Oggi quella lezione ritorna, in forme diverse ma con la stessa crudezza. La morte di Charley Kirk, figura controversa della destra americana, ha acceso reazioni che sembrano più processi sommari che cordogli. Da una parte chi lo rimpiange come un combattente della propria parte, dall’altra chi lo insulta anche da morto, come se la tomba fosse un ring ancora aperto. Così la persona svanisce, resta solo il simbolo, l’effige ideologica da venerare o da disprezzare. Non c’è più l’uomo, non c’è più la fragilità della fine, c’è soltanto il marchio politico da colpire o difendere.
Ma il terreno più drammatico resta quello del conflitto mediorientale. Qui la gerarchia della morte è spietata. Le vittime israeliane hanno nomi, cognomi, storie personali che passano dai giornali alle televisioni, diventano protagoniste di speciali, di cerimonie, di cordogli ufficiali. I palestinesi, che cadono a migliaia sotto le bombe, sono ridotti a cifre senza volto, a “danni collaterali”. Non sono più esseri umani, ma massa indistinta, carne da macello. Si piange l’israeliano perché rappresenta l’Occidente ferito, si ignora il palestinese perché non entra nel racconto dominante. E quando non lo si ignora, lo si degrada: la sua morte viene giustificata come inevitabile, la sua vita come sacrificabile. È il grado estremo di quella divisione fra morti di serie A e morti di serie B che Pansa aveva denunciato con coraggio.

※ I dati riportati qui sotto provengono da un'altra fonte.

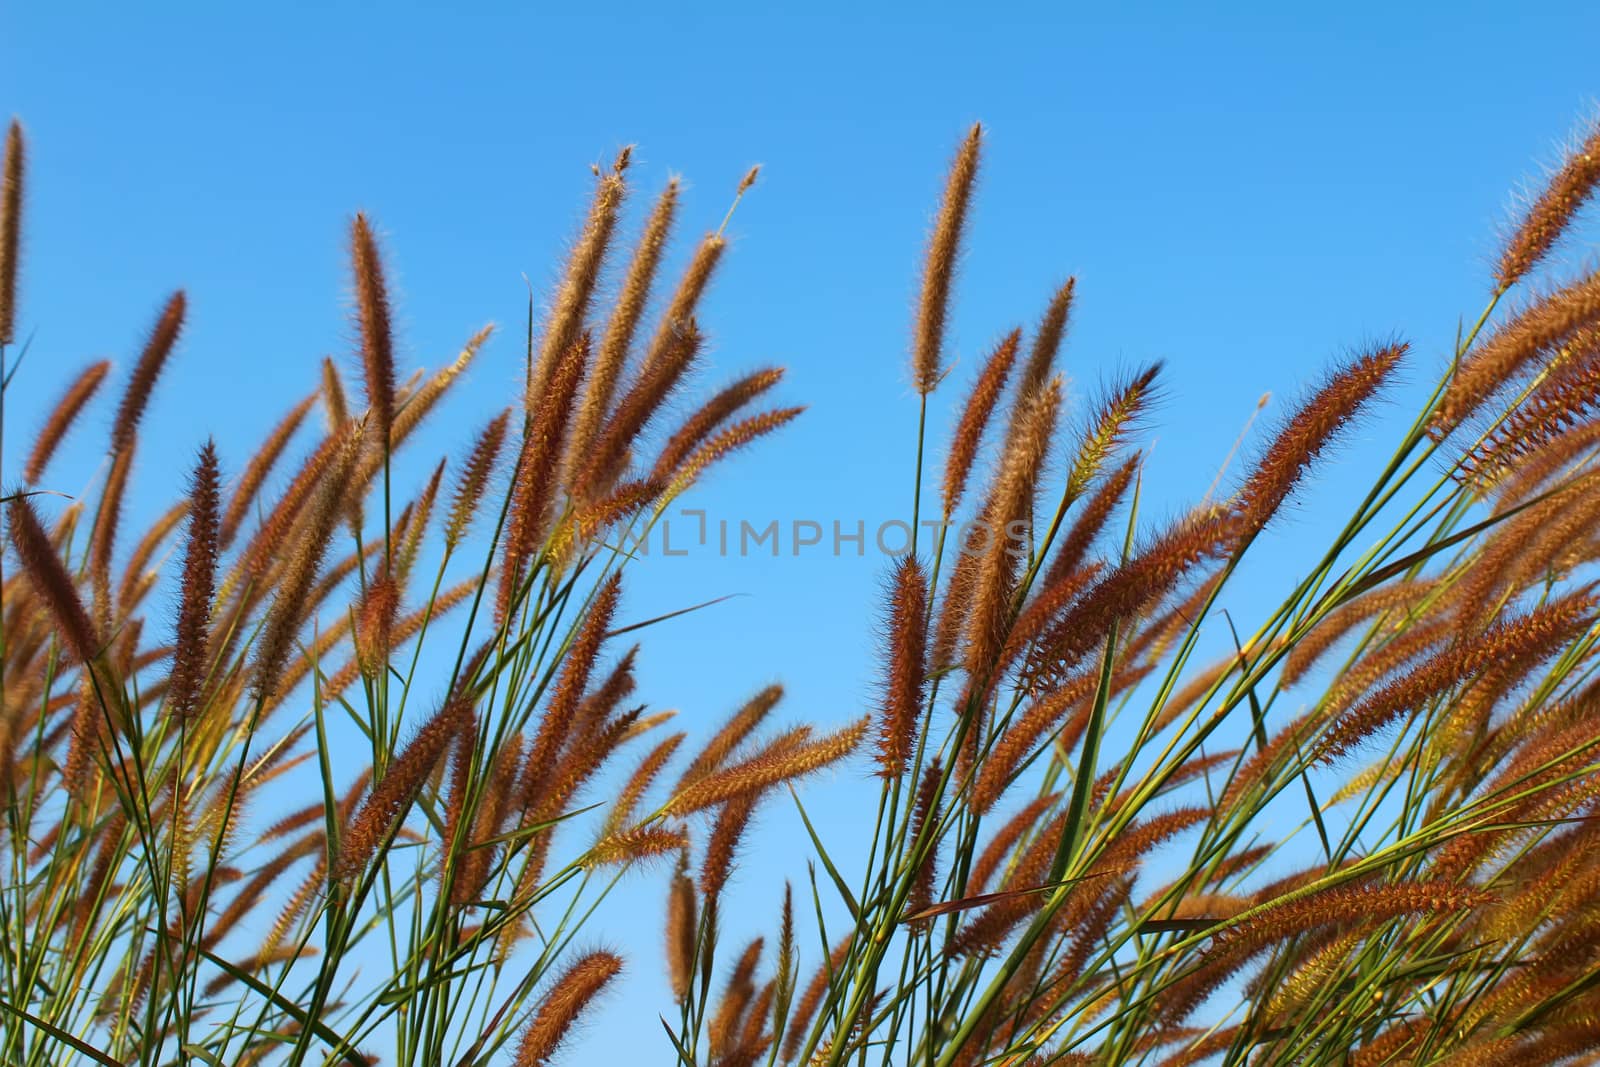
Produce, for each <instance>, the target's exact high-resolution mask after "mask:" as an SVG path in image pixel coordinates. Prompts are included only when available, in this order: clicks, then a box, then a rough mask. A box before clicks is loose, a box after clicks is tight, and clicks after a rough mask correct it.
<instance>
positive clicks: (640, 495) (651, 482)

La verità è che la morte, se la guardiamo senza ideologie, è sempre la stessa. Porta via tutto, annienta differenze, azzera schieramenti. È la nostra narrazione che decide chi merita lacrime e chi merita oblio. Ed è proprio in questo gioco sporco di selezione del cordoglio che si misura il fallimento della nostra civiltà. Non abbiamo imparato nulla, né dai morti di ieri né da quelli di oggi. Continuiamo a dividere, a catalogare, a strumentalizzare. In fondo, per il potere, i morti servono soprattutto da vivi: come bandiere da sventolare, come pietre da lanciare contro il nemico, come simboli da manipolare.
Pansa lo aveva gridato a modo suo: dietro ogni cadavere c’è una storia, c’è una madre che piange, c’è un silenzio che dovrebbe imporre rispetto. Averlo dimenticato significa non solo tradire la verità, ma condannarsi a ripetere all’infinito lo stesso errore: pensare che il sangue abbia colori diversi, quando invece è sempre rosso.